On va enlever les protéines radioactives pour les mettre en présence de nouvelles
mitochondries, pas de résultats.
On en déduit que seules les protéines en cours de synthèse peuvent être dirigées vers les
mitochondries.
 Présence de séquence signal
Cette importation est assez rapide : 2 à 3 minutes et nécessite de l’énergie.
En comparant les protéines présentes dans la matrice mitochondriale avec leur précurseur,
on définit une séquence minimum de 12 acides aminés localisée en N-terminale de la
protéine.
Les protéines qui portent ces séquences sont prises en charge par des protéines chaperonnes
dès la sortie du ribosome. Ces protéines chaperonnes ont pour fonction de maintenir les
protéines dans un état déplié.
Cette structure (protéine dépliée, protéines chaperonnes) est reconnue au niveau de la
séquence signal par un récepteur localisé dans la membrane externe. Suite à cette interaction,
ce complexe rejoint des régions (sites de contact) où les deux membranes (interne et externe)
interagissent. Au niveau de ces régions, il va se créer un tunnel permettant le passage de la
protéine.
Les translocateurs : TOM et TIM
Ce sont des complexes protéiques :
- Translocator of the Outer Membrane (TOM)
- Translocator of the Inner Membrane (TIM) : TIM 23 et TIM 22
- Deux composants : récepteur pour les protéines mitochondriales précurseur et
canal translocateur
Deux énergies : l’ATP permettant dissociation des chaperonnes et de la protéine, et les
forces électriques permettant de faire rentrer la protéine dans la matrice, où la protéine va
s’associer à des chaperonnes mitochondriales qui vont l’amener à se conformer. Une
peptidase va la transformer en protéine mitochondriale mature.

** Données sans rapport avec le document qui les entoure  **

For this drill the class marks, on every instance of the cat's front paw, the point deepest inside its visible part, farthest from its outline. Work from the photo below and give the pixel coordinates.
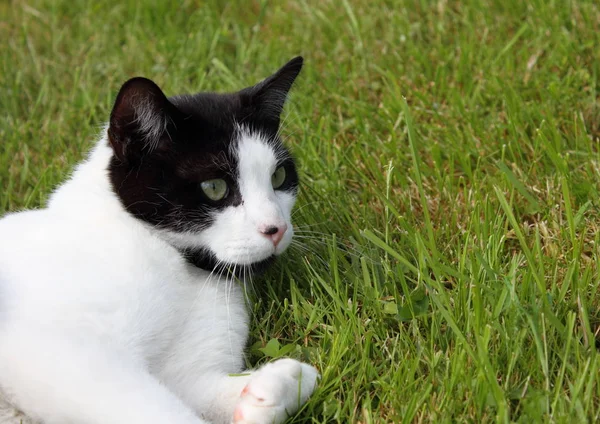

2.3.2. Insertion des protéines dans la membrane interne des mitochondries
Il y a nécessité de deux séquences signales, on va assister au clivage du peptide signal dans
la matrice.
 Apparition d’un peptide hydrophobe qui est reconnu par un récepteur dont le rôle
est l’insertion de protéines membranaires synthétisées à partir du génome
mitochondrial
2 séquences signal, pas de passage pour l’ARN matriciel.
Séquence STOP va permettre dissociation de TOM et TIM puis dissociation du complexe,
ce qui va permettre à la protéine d’entrer progressivement dans la matrice.